“While House Democrats had offered countless justifications for obtaining the president’s tax returns, no one at the time had ever mentioned a desire to find out how the IRS audits presidents,” they wrote. The committee, they said, had only sought returns for one commander in chief and failed to ask the IRS for the “most relevant information—namely, how it audits presidents.”
Democrats on the panel have been seeking tax returns for Trump and his businesses since 2019 and made a renewed push this year with the incoming Democratic administration.
While former Attorney General Bill Barr had inserted the Justice Department into the process in order to reject the committee’s request, last week the department’s Office of Legal Counsel (OLC) ordered Treasury to comply with the committee’s request.

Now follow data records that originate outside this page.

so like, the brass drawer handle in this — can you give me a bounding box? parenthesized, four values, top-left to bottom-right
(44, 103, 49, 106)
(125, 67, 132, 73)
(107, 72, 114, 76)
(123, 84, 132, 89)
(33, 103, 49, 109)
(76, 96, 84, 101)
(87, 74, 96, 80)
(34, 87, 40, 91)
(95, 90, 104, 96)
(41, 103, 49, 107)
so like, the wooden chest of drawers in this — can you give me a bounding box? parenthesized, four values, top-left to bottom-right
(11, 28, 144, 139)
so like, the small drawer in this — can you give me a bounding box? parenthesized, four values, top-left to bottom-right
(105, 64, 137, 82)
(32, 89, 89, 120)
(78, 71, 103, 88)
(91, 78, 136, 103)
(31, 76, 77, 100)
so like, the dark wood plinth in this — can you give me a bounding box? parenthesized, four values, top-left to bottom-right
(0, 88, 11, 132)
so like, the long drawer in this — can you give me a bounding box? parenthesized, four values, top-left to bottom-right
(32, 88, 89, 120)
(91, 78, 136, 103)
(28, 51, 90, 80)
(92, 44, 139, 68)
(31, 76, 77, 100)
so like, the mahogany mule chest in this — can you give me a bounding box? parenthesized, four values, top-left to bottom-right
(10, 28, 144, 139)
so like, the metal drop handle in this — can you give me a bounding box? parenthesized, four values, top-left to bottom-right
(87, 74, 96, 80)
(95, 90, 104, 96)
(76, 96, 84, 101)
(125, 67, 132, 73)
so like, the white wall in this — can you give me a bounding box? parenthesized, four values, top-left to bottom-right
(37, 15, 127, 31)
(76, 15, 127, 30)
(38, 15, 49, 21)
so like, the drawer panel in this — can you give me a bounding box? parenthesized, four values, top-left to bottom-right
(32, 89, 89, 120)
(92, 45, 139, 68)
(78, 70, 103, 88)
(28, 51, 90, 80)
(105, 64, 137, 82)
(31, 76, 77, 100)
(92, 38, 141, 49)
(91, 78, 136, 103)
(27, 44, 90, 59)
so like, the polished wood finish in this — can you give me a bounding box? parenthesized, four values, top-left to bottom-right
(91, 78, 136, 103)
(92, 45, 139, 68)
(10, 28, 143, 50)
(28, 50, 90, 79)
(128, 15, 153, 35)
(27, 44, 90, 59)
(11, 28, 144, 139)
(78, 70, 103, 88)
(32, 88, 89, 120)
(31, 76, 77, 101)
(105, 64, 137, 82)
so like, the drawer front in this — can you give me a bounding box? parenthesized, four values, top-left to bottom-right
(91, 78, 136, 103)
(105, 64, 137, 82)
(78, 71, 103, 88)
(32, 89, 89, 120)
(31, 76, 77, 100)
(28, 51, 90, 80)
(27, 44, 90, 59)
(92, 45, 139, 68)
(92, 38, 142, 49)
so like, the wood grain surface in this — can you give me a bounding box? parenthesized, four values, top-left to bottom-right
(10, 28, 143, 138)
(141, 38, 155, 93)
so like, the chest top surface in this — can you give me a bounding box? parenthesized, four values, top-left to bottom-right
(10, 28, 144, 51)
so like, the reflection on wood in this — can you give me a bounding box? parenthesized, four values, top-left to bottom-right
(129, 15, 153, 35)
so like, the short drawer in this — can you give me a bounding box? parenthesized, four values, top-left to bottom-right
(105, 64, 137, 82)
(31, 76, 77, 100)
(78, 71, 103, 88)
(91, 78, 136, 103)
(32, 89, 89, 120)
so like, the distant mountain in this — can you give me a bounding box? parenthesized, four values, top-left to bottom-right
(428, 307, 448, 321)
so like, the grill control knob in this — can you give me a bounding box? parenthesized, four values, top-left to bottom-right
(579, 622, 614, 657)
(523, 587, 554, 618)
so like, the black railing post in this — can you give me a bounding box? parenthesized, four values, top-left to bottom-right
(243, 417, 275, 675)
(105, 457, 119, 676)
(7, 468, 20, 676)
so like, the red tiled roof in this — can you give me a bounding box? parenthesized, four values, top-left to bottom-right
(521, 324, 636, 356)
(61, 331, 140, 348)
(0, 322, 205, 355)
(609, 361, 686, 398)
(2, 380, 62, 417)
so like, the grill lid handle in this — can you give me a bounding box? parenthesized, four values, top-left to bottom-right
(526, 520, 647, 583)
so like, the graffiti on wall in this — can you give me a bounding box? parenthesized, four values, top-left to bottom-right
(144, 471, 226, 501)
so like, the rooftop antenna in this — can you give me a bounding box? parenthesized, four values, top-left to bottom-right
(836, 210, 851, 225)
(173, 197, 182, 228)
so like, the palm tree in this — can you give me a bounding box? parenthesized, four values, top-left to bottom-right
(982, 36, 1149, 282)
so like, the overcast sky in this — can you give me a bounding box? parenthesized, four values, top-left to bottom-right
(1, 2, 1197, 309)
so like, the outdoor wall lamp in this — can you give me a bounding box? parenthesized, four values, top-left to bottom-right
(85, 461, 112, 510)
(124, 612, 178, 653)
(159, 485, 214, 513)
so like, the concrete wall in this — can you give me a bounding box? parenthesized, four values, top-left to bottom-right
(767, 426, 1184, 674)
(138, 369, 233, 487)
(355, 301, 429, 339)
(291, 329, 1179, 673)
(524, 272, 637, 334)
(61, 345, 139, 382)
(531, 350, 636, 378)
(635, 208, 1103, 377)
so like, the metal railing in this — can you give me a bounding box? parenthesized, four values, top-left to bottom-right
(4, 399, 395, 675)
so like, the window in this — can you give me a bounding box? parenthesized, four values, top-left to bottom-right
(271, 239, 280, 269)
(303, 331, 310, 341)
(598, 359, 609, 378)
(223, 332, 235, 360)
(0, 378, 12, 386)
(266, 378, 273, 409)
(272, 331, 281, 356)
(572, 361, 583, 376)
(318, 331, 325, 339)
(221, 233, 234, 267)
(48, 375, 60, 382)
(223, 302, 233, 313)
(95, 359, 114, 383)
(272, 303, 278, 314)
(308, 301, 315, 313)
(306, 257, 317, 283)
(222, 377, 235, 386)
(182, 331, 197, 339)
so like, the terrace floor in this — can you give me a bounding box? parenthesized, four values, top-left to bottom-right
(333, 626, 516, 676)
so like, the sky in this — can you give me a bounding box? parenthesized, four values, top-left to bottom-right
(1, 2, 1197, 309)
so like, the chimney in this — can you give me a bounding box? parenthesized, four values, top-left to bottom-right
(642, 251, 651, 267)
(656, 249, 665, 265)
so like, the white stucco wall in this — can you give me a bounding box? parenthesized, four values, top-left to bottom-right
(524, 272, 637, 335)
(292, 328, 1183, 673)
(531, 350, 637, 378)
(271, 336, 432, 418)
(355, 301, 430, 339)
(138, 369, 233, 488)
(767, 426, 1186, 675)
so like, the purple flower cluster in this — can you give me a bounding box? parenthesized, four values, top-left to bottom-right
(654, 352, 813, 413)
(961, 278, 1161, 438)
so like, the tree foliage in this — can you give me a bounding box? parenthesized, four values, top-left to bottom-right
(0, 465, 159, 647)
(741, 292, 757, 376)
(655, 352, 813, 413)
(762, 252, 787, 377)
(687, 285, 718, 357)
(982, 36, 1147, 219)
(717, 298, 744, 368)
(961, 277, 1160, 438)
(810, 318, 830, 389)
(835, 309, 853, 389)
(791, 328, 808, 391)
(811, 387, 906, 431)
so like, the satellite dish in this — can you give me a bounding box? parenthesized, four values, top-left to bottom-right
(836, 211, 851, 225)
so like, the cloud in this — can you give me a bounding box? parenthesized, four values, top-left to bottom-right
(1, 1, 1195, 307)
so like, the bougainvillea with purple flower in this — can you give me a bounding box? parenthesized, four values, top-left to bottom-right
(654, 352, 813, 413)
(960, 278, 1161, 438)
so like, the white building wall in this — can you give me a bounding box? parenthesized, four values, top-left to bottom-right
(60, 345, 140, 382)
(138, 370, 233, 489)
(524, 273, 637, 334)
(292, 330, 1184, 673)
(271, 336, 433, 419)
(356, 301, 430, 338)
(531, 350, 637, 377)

“We cannot know where receipt of the requested tax information will take the Committee, any more than the Committee itself can predict what it will find or determine,” wrote OLC. “After reviewing and analyzing the information, it will be squarely within the Committee’s responsibility to decide whether or not to include some of that information in a report to the full House that might be available to the public.”
Presidents always get audited by the IRS, but the audit is supposed to be done expeditiously. Trump’s perennially specious claim that he couldn’t publicly release his tax returns because they were under audit was part of what motivated the House Ways and Means Committee to seek review of the audit process.